Du fait des guerres à répétition et des répressions qu’elles engendrent, l’État d’Israël souffre généralement d’une mauvaise image auprès de l’opinion publique mondiale. En seulement quelques décennies, Israël est passée du statut de gentil David bataillant contre des ennemis innombrables à celui de méchant Goliath voulant écraser et dominer ses voisins.
Une image médiocre
Selon un sondage de la BBC datant de 2013, Israël est classée parmi les nations les plus mal vues du monde, devançant seulement la Corée du Nord, le Pakistan et l’Iran. Et à part quelques initiatives individuelles, aucune politique sérieuse n’avait été entreprise par les gouvernements successifs pour changer cet état de fait, Israël était en situation d’échec dans sa politique d’influence de l’opinion (soft power) « pour gagner les cœurs et les esprits dans le monde ».
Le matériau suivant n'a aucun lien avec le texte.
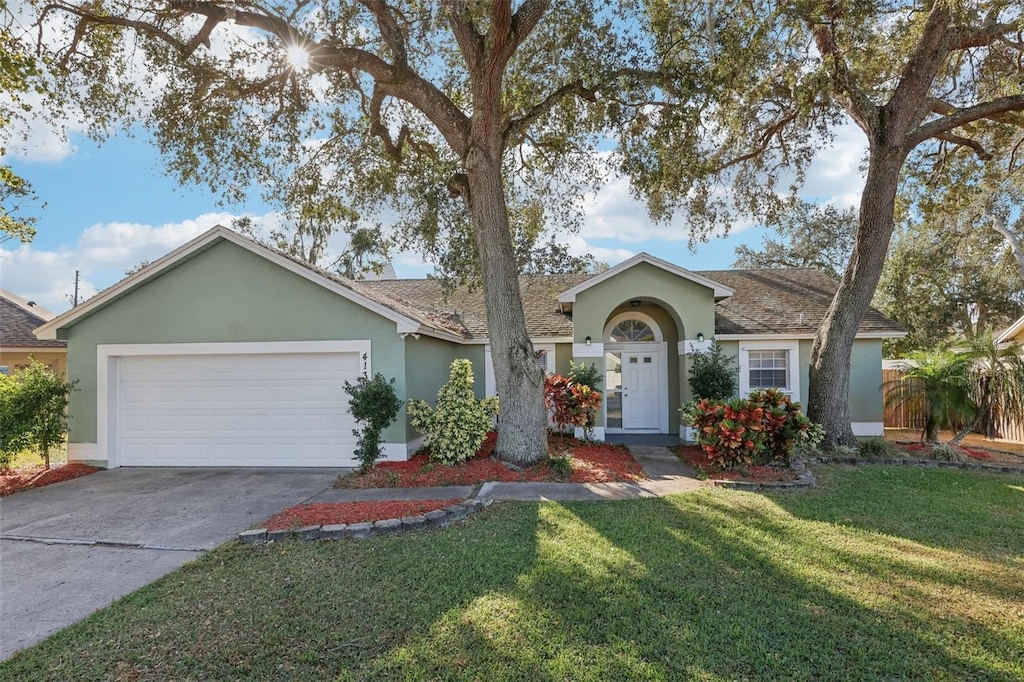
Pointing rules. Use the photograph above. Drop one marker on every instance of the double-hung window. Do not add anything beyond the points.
(769, 365)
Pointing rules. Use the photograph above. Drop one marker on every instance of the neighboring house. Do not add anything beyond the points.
(1012, 334)
(226, 352)
(17, 320)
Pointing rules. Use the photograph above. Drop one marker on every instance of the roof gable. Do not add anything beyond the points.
(569, 295)
(17, 320)
(408, 320)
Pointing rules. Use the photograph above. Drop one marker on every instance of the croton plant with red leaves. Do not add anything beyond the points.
(750, 431)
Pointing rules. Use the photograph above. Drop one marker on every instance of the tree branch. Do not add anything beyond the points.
(962, 117)
(399, 81)
(859, 105)
(390, 31)
(967, 37)
(979, 148)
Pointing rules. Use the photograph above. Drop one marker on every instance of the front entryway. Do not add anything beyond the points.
(635, 389)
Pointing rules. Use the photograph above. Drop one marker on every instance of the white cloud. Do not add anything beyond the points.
(102, 254)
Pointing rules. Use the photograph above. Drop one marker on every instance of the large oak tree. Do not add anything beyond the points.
(775, 80)
(448, 115)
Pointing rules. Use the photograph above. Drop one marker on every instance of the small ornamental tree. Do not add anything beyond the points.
(763, 428)
(570, 402)
(456, 427)
(375, 405)
(33, 412)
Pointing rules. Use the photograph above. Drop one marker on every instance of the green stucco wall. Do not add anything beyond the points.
(225, 294)
(681, 307)
(691, 305)
(865, 377)
(865, 381)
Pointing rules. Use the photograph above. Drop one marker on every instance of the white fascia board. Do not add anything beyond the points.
(204, 241)
(536, 340)
(784, 337)
(721, 291)
(1011, 331)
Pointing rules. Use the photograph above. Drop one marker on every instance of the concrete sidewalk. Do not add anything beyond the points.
(667, 474)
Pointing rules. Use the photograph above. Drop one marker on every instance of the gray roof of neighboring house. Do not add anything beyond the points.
(17, 318)
(776, 301)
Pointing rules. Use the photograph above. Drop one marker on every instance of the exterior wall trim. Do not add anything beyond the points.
(802, 337)
(776, 344)
(404, 325)
(107, 371)
(721, 291)
(593, 350)
(863, 429)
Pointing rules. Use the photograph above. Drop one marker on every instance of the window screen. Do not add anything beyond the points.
(769, 369)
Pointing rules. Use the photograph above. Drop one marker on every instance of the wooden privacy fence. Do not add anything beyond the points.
(910, 415)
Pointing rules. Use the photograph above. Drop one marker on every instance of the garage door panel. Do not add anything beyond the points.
(261, 410)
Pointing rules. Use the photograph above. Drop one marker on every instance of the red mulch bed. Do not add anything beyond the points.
(592, 463)
(351, 512)
(919, 449)
(697, 459)
(15, 480)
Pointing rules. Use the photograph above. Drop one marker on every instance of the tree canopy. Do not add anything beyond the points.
(808, 236)
(450, 117)
(774, 79)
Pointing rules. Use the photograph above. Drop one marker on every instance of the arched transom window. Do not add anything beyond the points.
(632, 331)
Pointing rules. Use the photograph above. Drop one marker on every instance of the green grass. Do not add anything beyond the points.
(881, 573)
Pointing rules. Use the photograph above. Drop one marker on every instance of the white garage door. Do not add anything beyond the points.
(280, 410)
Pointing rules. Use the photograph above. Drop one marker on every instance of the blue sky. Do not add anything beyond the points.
(110, 207)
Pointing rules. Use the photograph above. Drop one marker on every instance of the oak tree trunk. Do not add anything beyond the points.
(522, 420)
(827, 401)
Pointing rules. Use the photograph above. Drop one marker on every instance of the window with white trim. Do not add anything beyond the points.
(632, 331)
(769, 369)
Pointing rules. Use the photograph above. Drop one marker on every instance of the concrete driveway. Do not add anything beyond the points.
(71, 548)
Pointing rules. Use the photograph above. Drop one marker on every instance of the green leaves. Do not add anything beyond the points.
(33, 406)
(456, 427)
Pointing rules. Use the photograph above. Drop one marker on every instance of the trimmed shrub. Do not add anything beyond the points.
(456, 427)
(878, 448)
(33, 412)
(713, 374)
(571, 403)
(765, 427)
(375, 403)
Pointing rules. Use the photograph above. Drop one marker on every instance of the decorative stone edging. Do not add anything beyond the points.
(437, 518)
(805, 479)
(934, 464)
Le tournant de Plomb durci
Les choses ont commencé à changer lors de l’opération militaire « Plomb durci » lancée par l’armée israélienne le 27 décembre 2008 à Gaza.
Selon Yigal Palmor, porte-parole du ministère israélien des Affaires étrangères, « la vitesse est la priorité absolue » dans ce genre de campagne médiatique, « le but est d’amener votre message le plus rapidement possible à un public aussi large que possible ». Ainsi, les diplomates du ministère des Affaires étrangères ont expliqué aux journalistes du monde entier pourquoi le gouvernement israélien avait lancé l’opération visant à freiner les tirs de roquettes du Hamas en Israël. Tout aussi rapidement, l’armée israélienne a intensifié ses efforts de relations publiques en fournissant des informations précises et des vidéos aux médias.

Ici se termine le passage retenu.